Opinions, musings, and ravings from the mind of John Percy

In the preamble up to a provincial election here in Nova Scotia, I would like to state that there are some troubling aspects in our newly revised Elections Act that will present a significant barrier to exercising our democratic rights as citizens.

One such issue has to do with the candidate filing fees required by Elections Nova Scotia. In the revised act, the filing fee doubled from $100 to $200. Filing fees have always been a deterrent to smaller parties, but a 100% increase in fees can be construed as an attempt to either bankrupt smaller parties or deter them from running a full slate of candidates. With 51 electoral districts this amounts to $10,200 that smaller parties are practically guaranteed to never see again.

Section 71 (ii) of the Nova Scotia Elections Act states that any party that receives less than 10% of the total vote will not have their filing fee reimbursed. Parties that receive more than 10% will be cheerfully refunded. Big parties win. Small parties lose. Too bad, so sad.

In other jurisdictions in Canada, this provision has been successfully challenged on Charter grounds, and struck down by the courts, including the Superior Court of Ontario.

From the Nova Scotia Elections Act:
Return of nomination deposit:
71 (1) The Chief Electoral Officer shall return the nomination deposit of a candidate to
(a) the candidate’s official agent if the candidate
(i) is elected,
(ii) receives not less than ten per cent of the valid votes cast in the electoral district in the election in which the candidate stood for election, or
(iii) dies before the close of the polls on election day;
or (b) the candidate’s official agent if nomination documents are superseded and withdrawn pursuant to Section 70.
(2) In all other cases, the Chief Electoral Officer shall transfer the nomination deposit to the Minister of Finance for deposit into the General Revenue Fund of the Province. 2011, c. 5, s. 71.

In recent years the Green Party of P.E.I. challenged the province to do away with a $200 deposit required by every candidate seeking a nomination in provincial elections – and the party was ready to take its fight to provincial court. The party retained a lawyer to challenge this provision in the Elections Act, saying the deposit discouraged new and third parties from getting involved in politics because paying money to participate in the electoral process is a deterrent to citizens participating fully in the democratic process. It took a lawyer’s letter and threat of court action to have it quickly and quietly changed.

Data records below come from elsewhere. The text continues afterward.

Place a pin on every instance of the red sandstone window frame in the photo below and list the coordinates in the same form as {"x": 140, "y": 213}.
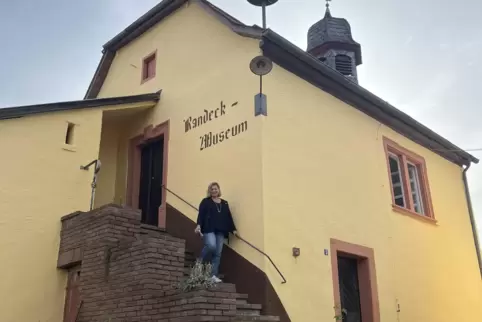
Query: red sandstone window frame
{"x": 408, "y": 158}
{"x": 149, "y": 67}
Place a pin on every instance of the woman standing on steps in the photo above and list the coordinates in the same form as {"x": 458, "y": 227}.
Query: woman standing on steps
{"x": 214, "y": 223}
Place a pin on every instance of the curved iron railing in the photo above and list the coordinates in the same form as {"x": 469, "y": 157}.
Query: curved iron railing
{"x": 237, "y": 236}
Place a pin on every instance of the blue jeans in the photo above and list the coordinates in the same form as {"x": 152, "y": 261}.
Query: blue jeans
{"x": 213, "y": 245}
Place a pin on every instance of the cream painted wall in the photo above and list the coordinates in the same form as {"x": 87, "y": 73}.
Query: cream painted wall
{"x": 190, "y": 44}
{"x": 314, "y": 169}
{"x": 325, "y": 176}
{"x": 108, "y": 155}
{"x": 40, "y": 182}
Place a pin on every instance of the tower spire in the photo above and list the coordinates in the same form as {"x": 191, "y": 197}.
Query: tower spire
{"x": 330, "y": 40}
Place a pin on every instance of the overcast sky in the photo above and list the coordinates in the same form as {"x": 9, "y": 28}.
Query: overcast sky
{"x": 422, "y": 56}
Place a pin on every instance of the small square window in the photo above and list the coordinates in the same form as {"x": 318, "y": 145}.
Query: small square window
{"x": 149, "y": 67}
{"x": 408, "y": 180}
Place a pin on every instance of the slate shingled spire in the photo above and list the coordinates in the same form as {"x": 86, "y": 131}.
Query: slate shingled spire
{"x": 330, "y": 40}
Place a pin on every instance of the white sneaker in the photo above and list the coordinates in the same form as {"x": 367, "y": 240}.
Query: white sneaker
{"x": 216, "y": 279}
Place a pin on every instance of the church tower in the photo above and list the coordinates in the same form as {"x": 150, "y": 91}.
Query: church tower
{"x": 330, "y": 41}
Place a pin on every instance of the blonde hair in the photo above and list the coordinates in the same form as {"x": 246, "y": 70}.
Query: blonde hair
{"x": 210, "y": 186}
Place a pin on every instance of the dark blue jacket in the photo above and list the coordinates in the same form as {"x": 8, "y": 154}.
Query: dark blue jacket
{"x": 212, "y": 220}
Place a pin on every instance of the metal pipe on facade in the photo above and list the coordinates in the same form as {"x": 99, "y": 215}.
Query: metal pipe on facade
{"x": 472, "y": 218}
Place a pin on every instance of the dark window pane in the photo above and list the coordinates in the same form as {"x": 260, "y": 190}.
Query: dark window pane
{"x": 397, "y": 187}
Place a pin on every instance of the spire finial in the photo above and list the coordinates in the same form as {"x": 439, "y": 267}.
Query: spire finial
{"x": 328, "y": 13}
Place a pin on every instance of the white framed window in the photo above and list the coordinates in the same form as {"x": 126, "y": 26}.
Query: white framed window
{"x": 408, "y": 180}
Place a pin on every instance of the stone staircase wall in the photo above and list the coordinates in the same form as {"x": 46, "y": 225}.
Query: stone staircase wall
{"x": 129, "y": 273}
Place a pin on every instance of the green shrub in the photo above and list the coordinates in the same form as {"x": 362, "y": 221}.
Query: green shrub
{"x": 199, "y": 278}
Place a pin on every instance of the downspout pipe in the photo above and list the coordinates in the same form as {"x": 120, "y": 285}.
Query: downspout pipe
{"x": 472, "y": 218}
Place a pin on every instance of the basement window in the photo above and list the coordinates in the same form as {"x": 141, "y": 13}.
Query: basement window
{"x": 149, "y": 67}
{"x": 408, "y": 180}
{"x": 69, "y": 135}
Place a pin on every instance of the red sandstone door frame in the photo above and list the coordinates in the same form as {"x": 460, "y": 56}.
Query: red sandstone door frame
{"x": 134, "y": 166}
{"x": 367, "y": 277}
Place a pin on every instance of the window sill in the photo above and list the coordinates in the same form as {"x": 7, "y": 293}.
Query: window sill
{"x": 412, "y": 214}
{"x": 68, "y": 147}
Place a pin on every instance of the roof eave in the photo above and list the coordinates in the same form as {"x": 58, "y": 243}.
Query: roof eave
{"x": 21, "y": 111}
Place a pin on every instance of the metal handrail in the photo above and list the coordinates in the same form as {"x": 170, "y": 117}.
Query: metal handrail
{"x": 237, "y": 236}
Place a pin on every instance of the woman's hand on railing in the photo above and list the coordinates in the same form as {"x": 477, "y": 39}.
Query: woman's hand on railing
{"x": 198, "y": 230}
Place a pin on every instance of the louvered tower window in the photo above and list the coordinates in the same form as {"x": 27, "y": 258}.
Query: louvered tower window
{"x": 343, "y": 64}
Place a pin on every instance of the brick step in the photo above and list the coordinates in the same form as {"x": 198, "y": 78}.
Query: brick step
{"x": 249, "y": 309}
{"x": 254, "y": 318}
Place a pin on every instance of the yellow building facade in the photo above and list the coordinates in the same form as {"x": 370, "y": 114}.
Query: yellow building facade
{"x": 307, "y": 183}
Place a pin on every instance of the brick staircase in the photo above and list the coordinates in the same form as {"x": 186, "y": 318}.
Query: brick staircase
{"x": 244, "y": 311}
{"x": 128, "y": 271}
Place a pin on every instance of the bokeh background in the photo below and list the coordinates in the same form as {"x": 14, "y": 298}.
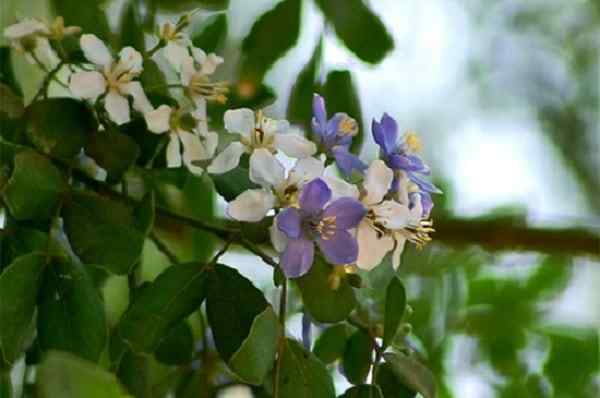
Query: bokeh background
{"x": 505, "y": 96}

The PEI amendment struck down an unconstitutional provision allowing government to seize the $200 candidate deposit from every candidate who does not get at least half as many votes as the winning candidate.

Similarly, Section 71 of the revised Nova Scotia Elections Act requires each candidate in a provincial election to post a deposit of $200, a 100% increase from the old Elections Act. Candidates will only have their deposit refunded if they are elected, die during the campaign, or if they receive at least 10% of the total votes cast. This is a direct assault on smaller parties with limited resources. Larger, well funded parties get their money back. Smaller parties do not.

Jurisdictions that require hefty deposits justify it by saying the deposit is put in place to ensure only serious candidates enter provincial elections, especially when so much administrative work goes into the nomination process. It shows that the candidate would have to be serious about running before they would pay that deposit.

But in a court case in Ontario, the judge said that there was no basis for those kinds of assumptions. He said in fact, frivolous candidates might actually be willing to spend a lot more than $200 to get a platform for themselves.

Similar provisions in Canada’s and Ontario’s election acts were held unconstitutional in two separate decisions of the Superior Court of Ontario in 1999 and 2007.  The courts found that such deposit requirements interfered with the rights of candidates and supporters of small parties to participate in elections and contravened the electoral fairness required by section 3 of the Canadian Charter of Rights and Freedoms.

The Supreme Court of Canada has also ruled that elections act requirements that interfere with the rights of smaller political parties to play a meaningful role in the electoral process contravene the Charter.

It would behoove this government to correct this situation before embarking on their campaign journey.